= Doctor Syn Returns =

1935 novel by Russell Thorndike

First edition (publ. Rich & Cowan)

Doctor Syn Returns is the third in the series of Doctor Syn novels by Russell Thorndike. Published in 1935, it follows Doctor Syn on the High Seas and is followed by Further Adventures of Doctor Syn. It tells the story of Syn, who has tired of piracy, trying to settle down as the vicar of the little town of Dymchurch in Kent, England.

==Plot==
In 1775, Syn's attempt to live an obscure life fails when he is drawn into the local smuggling trade. To protect his parishioners from the agents of the King's Revenue, Syn becomes the masked Scarecrow of Romney Marsh and becomes leader of the smugglers.

==Critical reception==
"A triumph in its own particular class," said The Daily Mirror. It received favorable reviews. The Daily Herald entreated Thorndike to write more novels. The Sunday Times noted that it had stylistic elements that were more graceful than most thrillers. The Observer singled out the gruesome cockroach death as particularly memorable.
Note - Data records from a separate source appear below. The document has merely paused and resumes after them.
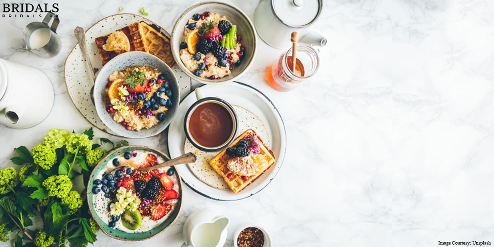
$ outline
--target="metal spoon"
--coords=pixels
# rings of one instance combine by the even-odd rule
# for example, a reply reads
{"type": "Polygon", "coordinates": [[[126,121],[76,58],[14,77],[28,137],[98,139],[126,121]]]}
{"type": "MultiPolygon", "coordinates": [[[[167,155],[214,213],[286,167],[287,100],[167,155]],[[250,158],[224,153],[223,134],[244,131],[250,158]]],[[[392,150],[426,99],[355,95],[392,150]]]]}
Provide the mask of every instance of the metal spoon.
{"type": "Polygon", "coordinates": [[[79,46],[82,49],[84,55],[86,56],[86,61],[89,65],[89,70],[91,71],[91,75],[93,77],[93,85],[91,87],[91,92],[89,93],[91,95],[91,101],[94,104],[94,82],[96,81],[96,77],[94,76],[94,71],[93,70],[92,65],[91,65],[91,60],[89,60],[89,56],[87,54],[87,48],[86,47],[86,35],[84,33],[84,29],[81,27],[77,27],[74,30],[74,34],[76,35],[76,38],[79,42],[79,46]]]}
{"type": "MultiPolygon", "coordinates": [[[[154,170],[155,169],[158,169],[162,167],[165,167],[167,166],[171,166],[172,165],[175,165],[179,164],[186,164],[188,163],[193,163],[196,162],[196,156],[192,153],[187,153],[181,156],[179,156],[175,159],[172,159],[169,161],[166,161],[161,164],[158,164],[153,166],[150,166],[146,168],[139,168],[136,169],[135,170],[138,171],[146,171],[149,170],[154,170]]],[[[117,170],[122,169],[123,167],[129,167],[128,165],[119,165],[118,167],[115,169],[113,169],[110,171],[107,172],[104,176],[103,176],[102,179],[105,178],[105,177],[107,176],[109,174],[113,174],[114,176],[115,174],[114,173],[116,173],[117,170]]]]}

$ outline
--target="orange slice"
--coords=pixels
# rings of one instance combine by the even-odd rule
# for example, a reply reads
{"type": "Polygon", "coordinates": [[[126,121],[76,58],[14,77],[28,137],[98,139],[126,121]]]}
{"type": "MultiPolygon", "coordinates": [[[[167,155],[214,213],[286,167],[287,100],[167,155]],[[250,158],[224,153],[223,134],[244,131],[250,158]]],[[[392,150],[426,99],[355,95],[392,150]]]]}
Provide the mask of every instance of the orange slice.
{"type": "Polygon", "coordinates": [[[110,98],[110,100],[113,99],[122,100],[120,98],[120,95],[119,94],[119,87],[124,84],[124,81],[125,80],[123,78],[121,78],[117,79],[112,82],[112,84],[108,88],[108,97],[110,98]]]}
{"type": "Polygon", "coordinates": [[[201,40],[199,38],[199,36],[197,35],[197,32],[199,31],[199,29],[195,29],[192,32],[189,33],[189,34],[187,36],[187,49],[189,49],[189,53],[192,55],[197,52],[197,50],[196,49],[196,45],[201,40]]]}

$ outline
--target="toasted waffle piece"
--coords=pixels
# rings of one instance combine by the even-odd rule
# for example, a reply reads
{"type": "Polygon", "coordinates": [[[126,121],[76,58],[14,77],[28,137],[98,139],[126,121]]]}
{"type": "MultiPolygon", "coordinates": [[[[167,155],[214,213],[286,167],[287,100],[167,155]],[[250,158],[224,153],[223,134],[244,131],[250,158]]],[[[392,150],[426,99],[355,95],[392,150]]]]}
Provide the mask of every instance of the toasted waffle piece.
{"type": "Polygon", "coordinates": [[[149,53],[156,56],[171,68],[175,63],[171,54],[170,40],[147,23],[141,21],[144,41],[149,49],[149,53]]]}
{"type": "MultiPolygon", "coordinates": [[[[247,135],[249,133],[255,133],[255,131],[251,129],[247,129],[242,134],[240,135],[240,136],[237,137],[228,147],[235,147],[235,145],[239,141],[239,140],[244,138],[244,136],[247,135]]],[[[213,169],[218,174],[223,177],[225,180],[225,182],[226,182],[228,187],[230,187],[230,189],[234,193],[240,192],[248,185],[250,184],[254,180],[262,175],[264,171],[269,169],[275,163],[275,161],[276,161],[273,151],[264,145],[262,142],[262,140],[259,137],[259,136],[257,136],[256,138],[259,141],[259,147],[260,152],[258,155],[251,154],[251,155],[257,156],[255,159],[253,159],[253,160],[261,160],[263,162],[259,162],[258,163],[259,165],[258,171],[255,175],[247,176],[246,181],[244,181],[242,179],[242,177],[243,176],[240,176],[232,172],[227,167],[228,162],[233,158],[226,154],[226,149],[220,152],[209,162],[209,165],[211,165],[211,167],[213,167],[213,169]],[[232,176],[231,179],[228,178],[227,177],[227,174],[229,173],[232,173],[232,175],[230,175],[232,176]]]]}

Reviewing the US version of the novel for the New York Tribune, humorist Will Cuppy described it as old-fashioned and out of step with current trends in adventure novels, but nonetheless enjoyable. The New York Times likewise reviewed it favorably as very entertaining, with an improbable plot made less so by comparing it to the antics of contemporary Prohibition smugglers.

==Publication==
Originally published by Rich and Cowan in early 1935, it was also serialized in The Daily Herald that November.

An expanded version of the novel was published in the United States in 1935 by The Dial Press. It was retiled The Scarecrow Rides.

It has been reprinted many times in both hardcover and paperback editions, including by Cherry Tree Books (1938), Arrow Books (1959), Panther (1964), Jarrolds (1966), Ballantine Books (1974) and other more recent small presses.

==Adaptations==
In 1944 a "Battle of Britain" adaptation of Thorndike's novel was announced with the title Originally Syn, written by Thorndike and Emma Treckman, though it did not tour as planned.

Three years later, The Return of Doctor Syn by Russell Thorndike and Emma Treckman premiered at the Theatre Royal in Windsor on 17 November, 1947 for a short run. The cast included Thorndike as Christopher Syn, with Diana Calderwood, Ruth Goddard as Lady Caroline, Desmond Keith as Sir Anthony Cobtree. It was directed by John Counsell. Set in 1775, the plot follows the novel of Doctor Syn Returns. The Stage praised the production's acting and design, with appreciation for the dramatic spectacle, though noted that "pruning is needed."

In 2006, an abridged version of the novel was broadcast on BBC Radio 4. Comprising half of a ten-part series titled Doctor Syn, it was read by Rufus Sewell.